Montclair’s elders are to decide on the agreement, as its own Resolution R-22-201, on its Sept. 28 agenda. Glen Ridge Council members were scheduled to approve Sept. 12’s meeting minutes, including their agreement approval, Sept. 27.

MONTCLAIR – The township’s Fire Investigation Unit, as of press time, has been looking for the cause of a Sept. 25 Upper Montclair house fire that routed four occupants and mustered first responders from nine other towns.

The first Montclair Fire Department units, who came to 192 Inwood Ave. at about 1 p.m. Sunday, found flames coming out of the 2.5-story wood frame house’s first floor windows. They have also found three adult residents who had fled from the 1920-build structure.

The MFD on-scene incident commander called for a second alarm and for mutual aid by 1:21 p.m. Fire engine, ladder and/or rescue units from Belleville, Bloomfield, East Orange, Orange, West Orange, Verona, Cedar Grove and Clifton were called to the southwest corner of Inwood and Norwood avenues and/or the township’s three stations.

West Orange, for example, was called for its ladder truck to help MFD’s own ladder truck to vent 192 Inwood’s roof and combat smoke. Belleville and Cedar Grove were rotated between the scene and the stations.

“Local Talk,” at 2:45 p.m., noticed an EOFD ladder truck leaving Montclair Fire Headquarters east on Bloomfield Avenue. A unit each from Orange, Belleville and Verona remained on the headquarters’ apron.

Montclair Ambulance EMS and the Glen Ridge Volunteer Ambulance crew gave oxygen to a cat who had suffered smoke inhalation. The feline, who recovered and was reunited with its human, was the only reported injury. Montclair Police provided local traffic control.

BELLEVILLE – A township man has begun serving his seven-year state prison sentence for his part in a 2021 Newark gas station armed robbery since Sept. 21.

State Superior Court-Newark Judge Patrick J. Arre handed down his sentence that Wednesday onto Jose Rivera. A criminal court jury, on July 8, had found Rivera, 58, guilty of second-degree robbery.

Rivera was found guilty and was sentenced for using force on an attendant of a Pennsylvania Avenue service station Sept. 18, 2021. The victim turned over his entire proceeds – $850 cash – to Rivera before the latter fled on foot.

Arre, on Sept. 21, did not let Rivera’s 17 prior convictions factor into his sentencing ECPO attorneys, citing Rivera’s past record, had wanted an extended prison sentence. Rivera, under the No Early Release Act, must serve at least 85 percent of his prison term.
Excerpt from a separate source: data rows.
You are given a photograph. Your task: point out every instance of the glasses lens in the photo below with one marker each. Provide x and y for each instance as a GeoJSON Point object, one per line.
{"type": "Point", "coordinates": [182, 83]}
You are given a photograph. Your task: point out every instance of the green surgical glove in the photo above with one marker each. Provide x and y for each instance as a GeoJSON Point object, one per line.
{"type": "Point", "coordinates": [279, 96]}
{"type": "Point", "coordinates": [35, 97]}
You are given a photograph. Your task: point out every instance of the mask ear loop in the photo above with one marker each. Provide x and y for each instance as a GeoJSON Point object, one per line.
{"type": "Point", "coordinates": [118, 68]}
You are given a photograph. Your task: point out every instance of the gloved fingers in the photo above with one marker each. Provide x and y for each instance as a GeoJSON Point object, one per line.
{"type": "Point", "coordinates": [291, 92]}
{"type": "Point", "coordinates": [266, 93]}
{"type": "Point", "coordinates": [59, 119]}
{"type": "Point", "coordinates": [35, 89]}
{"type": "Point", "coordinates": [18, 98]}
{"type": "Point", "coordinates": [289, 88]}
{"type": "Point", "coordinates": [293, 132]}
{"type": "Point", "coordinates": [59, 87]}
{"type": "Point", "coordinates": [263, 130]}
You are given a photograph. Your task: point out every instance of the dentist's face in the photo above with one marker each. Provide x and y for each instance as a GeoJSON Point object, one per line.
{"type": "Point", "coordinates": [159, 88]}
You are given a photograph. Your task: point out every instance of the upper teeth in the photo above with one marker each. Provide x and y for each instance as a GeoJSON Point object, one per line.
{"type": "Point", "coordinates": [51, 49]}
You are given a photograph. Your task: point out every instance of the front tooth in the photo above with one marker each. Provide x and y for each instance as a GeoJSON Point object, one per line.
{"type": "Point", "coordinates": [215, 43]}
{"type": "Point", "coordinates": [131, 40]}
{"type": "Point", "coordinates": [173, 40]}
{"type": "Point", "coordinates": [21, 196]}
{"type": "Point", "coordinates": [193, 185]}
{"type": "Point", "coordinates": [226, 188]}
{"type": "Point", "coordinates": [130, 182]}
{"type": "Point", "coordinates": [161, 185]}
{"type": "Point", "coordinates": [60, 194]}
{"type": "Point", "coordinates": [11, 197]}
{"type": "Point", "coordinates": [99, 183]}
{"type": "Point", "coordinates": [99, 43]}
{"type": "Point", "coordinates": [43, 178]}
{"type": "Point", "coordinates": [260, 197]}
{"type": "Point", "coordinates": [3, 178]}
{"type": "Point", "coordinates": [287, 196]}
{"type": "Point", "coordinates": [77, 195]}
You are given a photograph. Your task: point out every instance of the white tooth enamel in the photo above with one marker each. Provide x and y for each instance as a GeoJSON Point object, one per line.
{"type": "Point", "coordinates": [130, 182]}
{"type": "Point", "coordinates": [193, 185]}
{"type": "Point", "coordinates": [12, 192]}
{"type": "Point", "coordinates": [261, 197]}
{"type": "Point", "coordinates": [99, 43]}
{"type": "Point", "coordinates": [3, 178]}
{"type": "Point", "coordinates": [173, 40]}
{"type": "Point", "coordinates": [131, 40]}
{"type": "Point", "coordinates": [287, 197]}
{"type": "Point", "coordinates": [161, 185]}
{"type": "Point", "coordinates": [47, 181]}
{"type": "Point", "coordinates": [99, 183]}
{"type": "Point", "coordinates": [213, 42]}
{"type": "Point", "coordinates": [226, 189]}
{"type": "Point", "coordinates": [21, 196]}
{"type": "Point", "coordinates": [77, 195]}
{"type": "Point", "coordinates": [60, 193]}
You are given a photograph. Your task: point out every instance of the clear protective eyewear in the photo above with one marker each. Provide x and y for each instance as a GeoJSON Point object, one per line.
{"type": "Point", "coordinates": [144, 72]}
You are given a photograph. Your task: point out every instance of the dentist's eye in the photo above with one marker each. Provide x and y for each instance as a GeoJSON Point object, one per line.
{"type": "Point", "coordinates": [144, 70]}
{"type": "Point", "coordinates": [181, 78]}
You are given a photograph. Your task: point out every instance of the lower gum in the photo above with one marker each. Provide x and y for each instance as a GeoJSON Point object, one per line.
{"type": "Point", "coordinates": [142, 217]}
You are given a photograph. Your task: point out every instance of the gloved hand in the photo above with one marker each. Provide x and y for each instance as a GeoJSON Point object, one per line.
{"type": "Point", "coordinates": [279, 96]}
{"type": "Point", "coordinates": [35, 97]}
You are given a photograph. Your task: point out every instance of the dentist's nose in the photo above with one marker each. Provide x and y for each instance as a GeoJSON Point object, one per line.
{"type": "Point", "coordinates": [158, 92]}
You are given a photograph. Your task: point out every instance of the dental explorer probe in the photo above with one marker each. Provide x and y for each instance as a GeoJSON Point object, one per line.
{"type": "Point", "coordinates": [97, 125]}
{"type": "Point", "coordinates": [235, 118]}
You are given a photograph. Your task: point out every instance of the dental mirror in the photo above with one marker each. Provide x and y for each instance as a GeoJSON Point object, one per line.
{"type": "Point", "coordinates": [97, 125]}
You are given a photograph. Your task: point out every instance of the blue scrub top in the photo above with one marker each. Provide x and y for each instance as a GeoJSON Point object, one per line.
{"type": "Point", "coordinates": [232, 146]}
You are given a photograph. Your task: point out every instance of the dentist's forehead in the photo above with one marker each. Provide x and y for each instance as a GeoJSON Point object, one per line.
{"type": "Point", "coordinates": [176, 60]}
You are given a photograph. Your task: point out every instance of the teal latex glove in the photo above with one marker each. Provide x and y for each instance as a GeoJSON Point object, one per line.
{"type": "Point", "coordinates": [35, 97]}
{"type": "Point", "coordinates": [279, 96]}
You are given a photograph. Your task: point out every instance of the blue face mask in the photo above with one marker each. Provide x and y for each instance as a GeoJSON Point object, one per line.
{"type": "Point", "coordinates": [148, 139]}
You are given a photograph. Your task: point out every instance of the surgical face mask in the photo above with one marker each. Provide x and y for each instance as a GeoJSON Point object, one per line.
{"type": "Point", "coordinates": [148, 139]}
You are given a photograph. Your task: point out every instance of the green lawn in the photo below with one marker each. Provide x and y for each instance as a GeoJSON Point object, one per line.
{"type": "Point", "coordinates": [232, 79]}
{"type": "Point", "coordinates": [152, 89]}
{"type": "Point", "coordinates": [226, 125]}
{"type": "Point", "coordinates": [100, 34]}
Rivera was one of two people perpetrating the strong arm robbery. The other suspect was never identified and remains at large.

NUTLEY / CLIFTON – What was called “the 300-day” project to replace the Kingsland Street or Road bridge July 21, 2021 over the Third River between Nutley and Clifton has gone into “overtime” due to the bankruptcy of its general contractor.

Essex County Commissioners, who call the thoroughfare “Kingsland Street,” and their Passaic County colleagues, who call it “Kingsland Road,” have put out new joint bids for a new contractor since Assuncao Brothers, of Edison, had filed a petition in U.S. Federal Court-Newark Aug. 3 for Chapter 11 bankruptcy.

Work on the 101-year-old span halted the same day and Assunaco has since withdrawn its work equipment. The bankruptcy court has issued a consent order on Sept. 26. The court, in between, had been mediating between the constructor and its creditors.

There is supposedly a performance bonding company, whom Assunaco had bonded funds to, that was to also find a new contractor. The general contractor replacement is the latest of a train of delays that has beset the project by River Road and the Clifton Commons shopping center for several years.

Hurricane-turned-Tropical Storm Ida, which had flooded the area Sept. 1-2, 2021, was the previous latest delay. The COVID-19 pandemic had put off the project’s start in 2020.

Passaic County first delayed initial work on the Kingsland bridge in 2019 so that Essex County can complete its work on Nutley’s nearby Centre Street Bridge – which also spans the Third River.

NJDOT had awarded the bicounty project $2,245,960 in 2018 under its Local Bridges Future Needs grant program.